Vücut ısısını dengede tutabilmek için bol sıvı alımı gerekmektedir. Yeterli sıvı alımı vücutta oluşan toksinlerin (zararlı öğeler) atılması, vücut fonksiyonlarının düzenli çalışmasında, metabolizma dengesinin sağlanmasında ve vücutta pek çok biyokimyasal reaksiyonun gerçekleşmesinde son derece önemli rol oynamaktadır. Bu nedenle, her gün 2-2.5 litre su içilmelidir.
Gıda güvenliğine dikkat edilmelidir. Bu konuda DSÖ önerilerine göre sebze ve meyveler normal durumlardaki gibi yıkanmalıdır. Dokunmadan önce eller su ve sabunla yıkanmalıdır. Sonrasında özellikle çiğ yeneceklerse temiz su ile yıkanmalıdır.
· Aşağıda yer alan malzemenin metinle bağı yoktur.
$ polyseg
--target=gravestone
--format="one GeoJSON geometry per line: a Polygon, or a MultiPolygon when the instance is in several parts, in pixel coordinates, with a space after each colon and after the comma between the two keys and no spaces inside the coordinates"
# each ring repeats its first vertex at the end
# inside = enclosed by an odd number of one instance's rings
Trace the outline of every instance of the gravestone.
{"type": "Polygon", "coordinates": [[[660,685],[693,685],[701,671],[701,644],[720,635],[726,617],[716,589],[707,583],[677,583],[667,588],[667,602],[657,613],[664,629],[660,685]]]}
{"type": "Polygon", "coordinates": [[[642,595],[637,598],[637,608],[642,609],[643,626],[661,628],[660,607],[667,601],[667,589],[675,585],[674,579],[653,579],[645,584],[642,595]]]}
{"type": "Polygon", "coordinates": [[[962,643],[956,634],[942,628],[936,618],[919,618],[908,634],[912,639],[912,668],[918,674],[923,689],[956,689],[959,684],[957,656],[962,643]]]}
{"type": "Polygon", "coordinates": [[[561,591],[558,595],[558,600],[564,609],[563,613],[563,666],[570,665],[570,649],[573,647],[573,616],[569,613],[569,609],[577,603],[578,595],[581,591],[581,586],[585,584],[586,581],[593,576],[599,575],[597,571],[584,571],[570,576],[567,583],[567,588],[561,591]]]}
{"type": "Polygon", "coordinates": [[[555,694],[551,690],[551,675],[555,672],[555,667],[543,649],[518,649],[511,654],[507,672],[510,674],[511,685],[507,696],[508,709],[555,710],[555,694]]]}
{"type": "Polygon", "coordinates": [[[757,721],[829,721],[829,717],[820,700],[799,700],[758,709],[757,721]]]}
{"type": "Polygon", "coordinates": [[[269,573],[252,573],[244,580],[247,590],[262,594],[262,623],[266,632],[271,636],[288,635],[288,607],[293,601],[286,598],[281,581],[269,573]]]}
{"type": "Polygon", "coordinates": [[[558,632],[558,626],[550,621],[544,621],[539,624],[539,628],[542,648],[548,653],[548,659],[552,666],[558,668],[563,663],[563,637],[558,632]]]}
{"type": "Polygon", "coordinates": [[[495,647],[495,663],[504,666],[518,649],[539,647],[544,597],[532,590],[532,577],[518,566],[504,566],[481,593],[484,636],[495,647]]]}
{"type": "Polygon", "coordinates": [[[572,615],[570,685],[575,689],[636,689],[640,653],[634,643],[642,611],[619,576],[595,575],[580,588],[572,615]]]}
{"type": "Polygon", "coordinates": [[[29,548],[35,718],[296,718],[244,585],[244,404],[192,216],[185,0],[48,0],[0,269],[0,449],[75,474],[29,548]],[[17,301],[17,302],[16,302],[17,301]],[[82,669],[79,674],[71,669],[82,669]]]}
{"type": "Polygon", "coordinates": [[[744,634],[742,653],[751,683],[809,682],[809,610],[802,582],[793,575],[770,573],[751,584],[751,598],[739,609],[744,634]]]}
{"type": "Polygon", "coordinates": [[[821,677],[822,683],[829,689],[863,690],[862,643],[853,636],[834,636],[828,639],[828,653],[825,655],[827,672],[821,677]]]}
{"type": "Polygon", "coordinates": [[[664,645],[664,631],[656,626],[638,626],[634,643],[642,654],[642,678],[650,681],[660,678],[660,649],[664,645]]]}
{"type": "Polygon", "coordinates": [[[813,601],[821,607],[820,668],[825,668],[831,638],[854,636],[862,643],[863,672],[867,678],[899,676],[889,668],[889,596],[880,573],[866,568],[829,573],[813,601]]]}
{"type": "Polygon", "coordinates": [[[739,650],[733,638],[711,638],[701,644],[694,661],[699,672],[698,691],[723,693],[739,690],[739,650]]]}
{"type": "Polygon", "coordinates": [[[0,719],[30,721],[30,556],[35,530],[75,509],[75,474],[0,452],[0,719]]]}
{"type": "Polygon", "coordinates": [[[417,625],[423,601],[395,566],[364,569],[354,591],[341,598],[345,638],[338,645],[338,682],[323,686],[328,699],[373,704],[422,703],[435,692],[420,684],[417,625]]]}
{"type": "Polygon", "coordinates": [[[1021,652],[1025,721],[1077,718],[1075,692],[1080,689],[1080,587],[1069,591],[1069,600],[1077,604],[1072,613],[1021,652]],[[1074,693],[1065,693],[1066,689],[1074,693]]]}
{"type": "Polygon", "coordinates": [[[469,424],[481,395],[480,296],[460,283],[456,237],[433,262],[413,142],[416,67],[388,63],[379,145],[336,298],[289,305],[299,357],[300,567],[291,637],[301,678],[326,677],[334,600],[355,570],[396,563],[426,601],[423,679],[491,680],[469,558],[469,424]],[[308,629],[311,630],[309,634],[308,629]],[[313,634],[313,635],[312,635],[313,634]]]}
Dünya Sağlık Örgütü alışverişler için önerileri ise şu şekildedir: sosyal mesafe korunmalı, eller göz, ağız ve burna dokundurulmamalıdır. Mümkünse ellerinizi market arabası veya sepetlerine dokunmadan dezenfekte ediniz, Eve geldiğinizde ve aldıklarınızı yerleştirdikten sonra elleriniz yıkayınız
Yemekleri pişirme yöntemlerinin de önemlidir. Özellikle ızgara, haşlama, fırında, buğulama gibi sağlıklı yöntemlerle hazırlanan yemekleri tercih edin. Kavrulmuş, kızartılmış ve tütsülenmiş yemekler tercih edilmemelidir.
Düzenli fiziksel aktivite yapılması ve gün içerisinde en az 20 dakika tempolu yürüyüşler yapmak immün sistem üzerine olumlu etkilidir.